Wednesday, October 24, 2007

How to Study Museums

I just caught wind (via Musematic) of a new MA in Museum Studies offered by John Hopkins University. A new program is not surprising - museum programs and Museum Studies MAs seem to be proliferating like very slow academic bunnies. What is surprising is that the MA is almost entirely online except for an on-site summer seminar.

I have three reactions to this:

1. This MA recognizes that technology and the interwebs are important for museums. A classmate of mine conducted a survey and found that technology in museums is the least covered topic in museum programs nationally. So the recognition of that and the addressing of it is important.
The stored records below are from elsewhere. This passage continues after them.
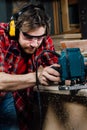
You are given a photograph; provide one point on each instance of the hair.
(33, 16)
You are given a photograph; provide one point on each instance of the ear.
(12, 28)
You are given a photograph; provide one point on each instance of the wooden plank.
(65, 15)
(56, 18)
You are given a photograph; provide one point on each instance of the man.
(21, 41)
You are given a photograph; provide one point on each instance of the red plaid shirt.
(13, 61)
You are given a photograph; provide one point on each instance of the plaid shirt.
(14, 61)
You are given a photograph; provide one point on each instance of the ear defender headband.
(12, 26)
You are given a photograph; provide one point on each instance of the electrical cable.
(37, 82)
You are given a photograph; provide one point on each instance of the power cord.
(37, 82)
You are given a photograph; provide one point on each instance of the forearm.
(9, 82)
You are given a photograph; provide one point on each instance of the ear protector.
(12, 26)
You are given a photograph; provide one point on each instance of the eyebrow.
(31, 36)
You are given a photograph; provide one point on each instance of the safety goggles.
(31, 37)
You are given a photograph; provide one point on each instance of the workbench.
(60, 109)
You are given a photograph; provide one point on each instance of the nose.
(34, 43)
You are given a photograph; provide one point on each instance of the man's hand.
(49, 74)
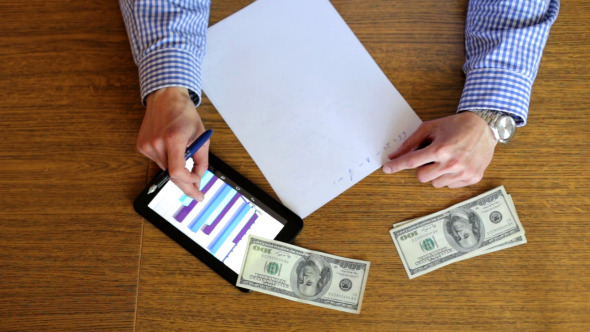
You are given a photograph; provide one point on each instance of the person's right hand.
(171, 123)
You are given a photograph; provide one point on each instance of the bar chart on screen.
(221, 223)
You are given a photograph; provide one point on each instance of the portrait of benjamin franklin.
(311, 277)
(464, 230)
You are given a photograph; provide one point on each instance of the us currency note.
(480, 225)
(302, 275)
(504, 245)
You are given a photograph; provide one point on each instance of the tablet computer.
(216, 230)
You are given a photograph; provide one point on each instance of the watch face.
(506, 128)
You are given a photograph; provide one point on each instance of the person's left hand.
(461, 148)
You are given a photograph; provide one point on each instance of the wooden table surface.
(75, 256)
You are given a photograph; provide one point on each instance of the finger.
(201, 160)
(411, 143)
(429, 172)
(177, 164)
(445, 180)
(459, 184)
(411, 160)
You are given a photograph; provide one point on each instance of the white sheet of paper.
(304, 97)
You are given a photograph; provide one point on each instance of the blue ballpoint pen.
(190, 151)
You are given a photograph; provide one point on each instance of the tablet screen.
(222, 222)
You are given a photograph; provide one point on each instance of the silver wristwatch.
(503, 125)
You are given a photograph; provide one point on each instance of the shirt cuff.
(498, 90)
(170, 67)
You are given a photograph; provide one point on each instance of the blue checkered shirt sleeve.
(168, 42)
(504, 42)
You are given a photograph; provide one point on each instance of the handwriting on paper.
(370, 160)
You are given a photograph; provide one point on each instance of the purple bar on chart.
(184, 211)
(245, 229)
(207, 229)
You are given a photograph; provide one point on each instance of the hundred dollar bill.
(504, 245)
(302, 275)
(482, 224)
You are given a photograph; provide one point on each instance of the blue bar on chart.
(223, 195)
(207, 229)
(238, 216)
(206, 184)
2. How cool. An online MA for museum studies. I would totally love to take some of those courses, but am so not going to pay for that. But it's really appropriate to people in the field who may not be able to devote the kind of class time needed at a brick and mortar instition.

3. How the heck can you have a museum studies program outside of a museum? The most important thing to me, as a relative museum outsider to the museum field at the outset of my graduate work, was having that chance to live and breathe museums for two years. To gain significant practical experience while addressing museum theory. For me, it's unimaginable to have gotten my degree with such limited requirements for hands on.
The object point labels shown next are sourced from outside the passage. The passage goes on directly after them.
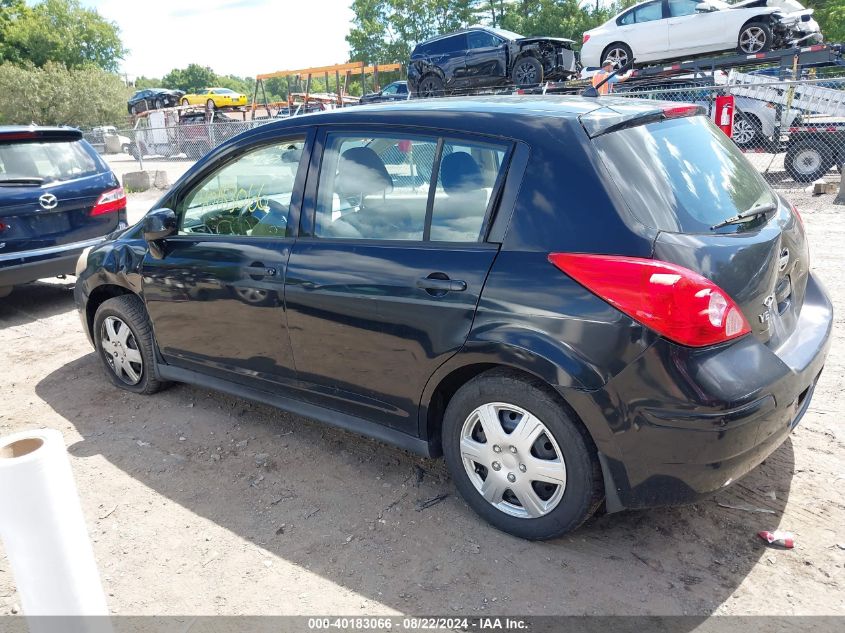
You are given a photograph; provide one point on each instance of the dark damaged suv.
(575, 300)
(484, 57)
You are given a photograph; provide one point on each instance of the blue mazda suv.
(57, 197)
(576, 301)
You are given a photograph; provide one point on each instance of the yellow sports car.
(215, 98)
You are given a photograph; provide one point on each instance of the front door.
(486, 61)
(216, 299)
(383, 283)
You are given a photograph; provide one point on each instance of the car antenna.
(593, 91)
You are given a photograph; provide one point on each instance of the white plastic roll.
(43, 530)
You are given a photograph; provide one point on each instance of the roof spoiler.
(618, 115)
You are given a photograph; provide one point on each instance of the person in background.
(606, 70)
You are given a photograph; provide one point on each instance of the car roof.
(47, 131)
(489, 114)
(458, 32)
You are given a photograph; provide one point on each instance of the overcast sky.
(240, 37)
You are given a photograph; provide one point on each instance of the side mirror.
(159, 224)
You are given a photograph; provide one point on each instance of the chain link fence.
(793, 132)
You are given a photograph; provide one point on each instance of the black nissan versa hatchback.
(575, 300)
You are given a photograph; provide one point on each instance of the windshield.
(682, 175)
(49, 162)
(508, 35)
I think it's very interesting. But I don't think it's the best degree for a young person out of undergrad to pursue. Every spring, the Museum-L listserv has an influx of graduates worrying about getting a job. And the advice is, inevitably, get hands on experience, get your foot in the door. Those are two things I find problematic with this degree. It's up to the student to develop those two opportunities. That was true at mine too, but there were clear doors. I worry that, if the student is a stay-at-home-mom with limited time to volunteer or be involved in the program, that she will have a difficult time actually putting her degree to work.
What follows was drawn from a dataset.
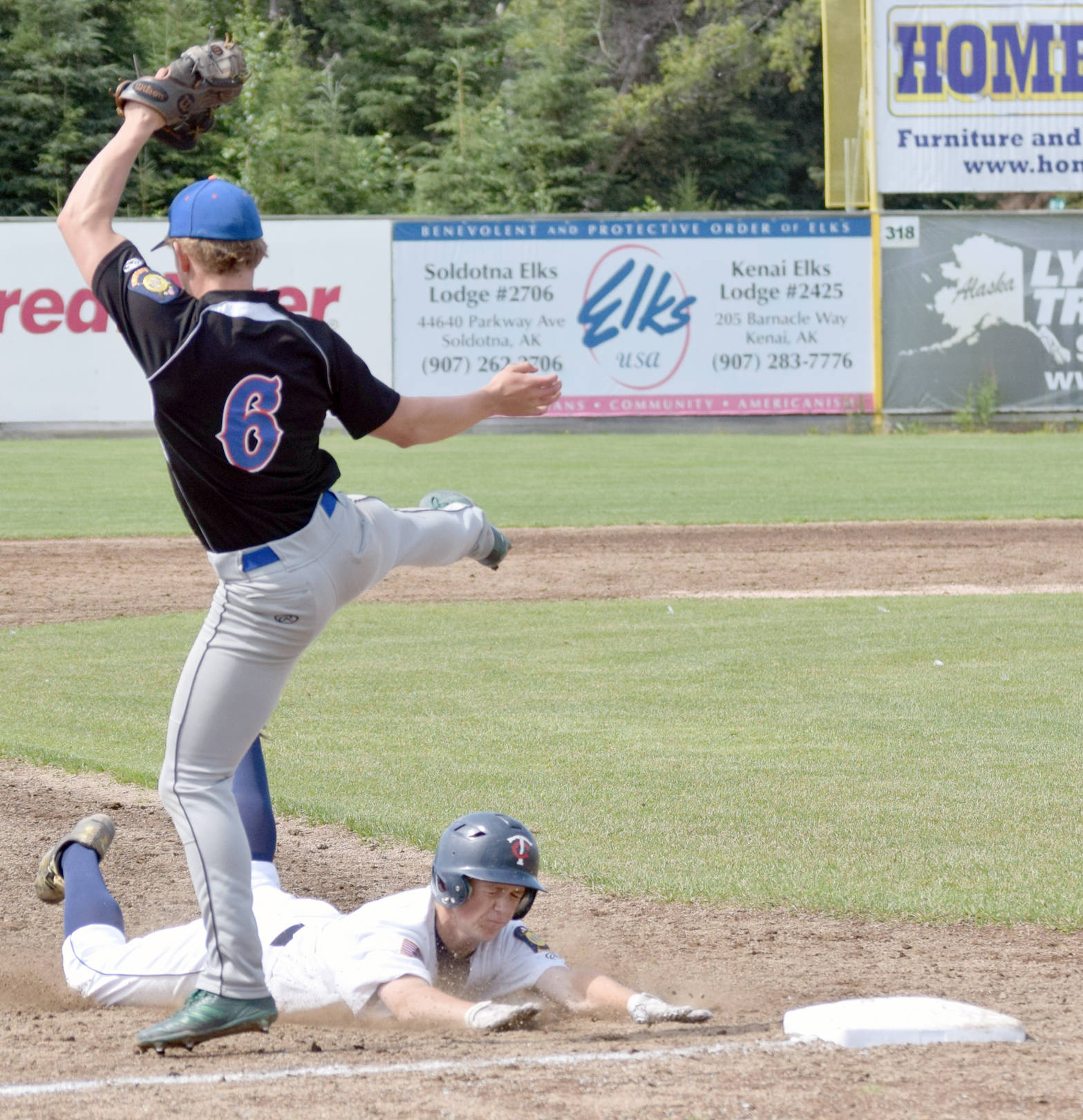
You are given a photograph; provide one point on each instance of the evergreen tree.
(59, 59)
(540, 144)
Nonetheless, I think it's an interesting idea, a good thing for people in certain places, and covers topics which are largely lacking in scholarly museum education.

1 comment:

Anonymous said...

I agree that I'd be concerned about inexperienced students getting hands-on museum experience in this program. I'd also be concerned about teaching, say, collections management strictly as theory, without the students working in the actual collections.

I could see the program as being good for museum professionals who don't want to give up their jobs seeking a degree, though (for current professionals who keep their jobs, a classroom based program is pretty grueling).